真菌パンデミックを想定した耐性を持ちにくい革新的ナノバイオ抗真菌剤

研究課題

研究課題/領域番号 18K04842
研究機関東北大学

研究代表者

中澤 光  東北大学, 工学研究科, 助教 (40584991)

研究期間 (年度) 2018-04-01 – 2021-03-31
キーワード銀ナノ粒子 / キチナーゼ / 高密度提示 / 高活性化 / 安定化 / 酵素ライブラリー / 抗真菌剤
研究実績の概要

一昨年、欧米やアジアで初めて真菌症パンデミック(世界的流行)が起こった.真菌症は、細菌やウイルス感染に比較して、人間の細胞に近いため、パンデミックが起こった場合甚大な被害となる。
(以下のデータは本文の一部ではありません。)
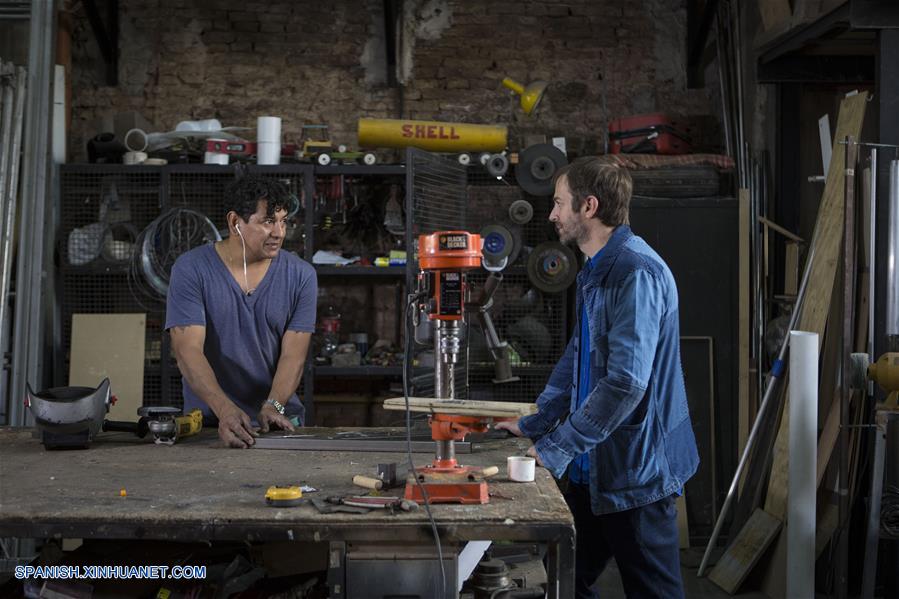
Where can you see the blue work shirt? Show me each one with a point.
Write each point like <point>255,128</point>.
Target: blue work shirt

耐性を持ちにくい新たな作用機序の抗真菌剤の開発が望まれている。
本申請では、この独自のクラスター化設計技術を進化させ、それ自身が高い抗真菌活性を有し、耐性が起きにくい銀ナノ粒子を土台として、その表面に古くから天然の抗真菌剤として機能しつづけている耐性を持ちにくい酵素(キチナーゼ)をライブラリー化し、様々な比率でクラスター化することで、使用環境にあわせてオーダーメイド可能な、50倍に抗真菌活性を増強するナノバイオ抗真菌剤を提案する。
研究実施計画では令和元年度はそれまで順調に進んでいたステップ1-3「銀ナノ粒子へのキチナーゼの提示による活性向上の基礎研究」を基盤に、「ステップ4」キチナーゼ以外の抗菌・抗ウイルス酵素の銀ナノ粒子への提示を行う予定であった。しかしながら、依然として、昨年度から問題となっていた、安定して同じ形および同じ表面積の銀ナノ粒子を作製することが難しいことによる、キチナーゼ活性の向上率のばらつきや沈殿がみられた。研究の土台となる重要な部分であり、以前に金ナノ粒子や量子ドットおよび磁性粒子にて酵素提示を行った場合においても、粒子の劣化により活性向上率が低下し、良質の粒子であれば飛躍的な活性の向上に成功することから、この部分の技術開発ができれば、のちの研究は成功すると信じて、当初の予定を中断し、方針変換して粒子の安定作製に注力して研究を行った。

現在までの達成度 (区分)
現在までの達成度 (区分)

3: やや遅れている

理由

銀ナノ粒子の安定作製に苦戦しており、おそらくは銀ナノ粒子表面における構造のばらつきによって、キトサナーゼの活性の向上がまちまちになる問題が起きた。
本来ならば「ステップ4」キチナーゼ以外の抗菌・抗ウイルス酵素の銀ナノ粒子への提示を行う予定であったが、変更し粒子の安定作製の方法を詳細に検討したことからやや遅れているとした。

今後の研究の推進方策

安定した表面積の銀ナノ粒子合成技術の開発がキーとなることから、引き続き継続して力を入れて行っていく。しかしながら残り一年であることを鑑み、現時点の活性向上率で妥協し、多種のキチナーゼの提示、およびほかの抗菌・抗ウイルス酵素の提示も並行して進める。キチナーゼ結合ドメインを発現させ、キチナーゼと同時に提示することによって近接および多価効果によって飛躍的活性向上を試みる。

次年度使用額が生じた理由

キチナーゼの活性向上を示す銀ナノ粒子の最適合成条件の開発に時間がかかっており、最も資金が必要な酵素遺伝子ライブラリーの購入に助成金を使えていない。本年は最終年度であり、時間がないことから、最大活性を示す条件にこだわらず、酵素ライブラリーを購入し、実際に様々な酵素を提示しつつ、飛躍的活性向上条件を探る予定である。

  • 研究成果

    (8件)

すべて 2020 2019

すべて 雑誌論文 (3件) (うち査読あり 3件、 オープンアクセス 1件) 学会発表 (4件) (うち招待講演 3件) 産業財産権 (1件)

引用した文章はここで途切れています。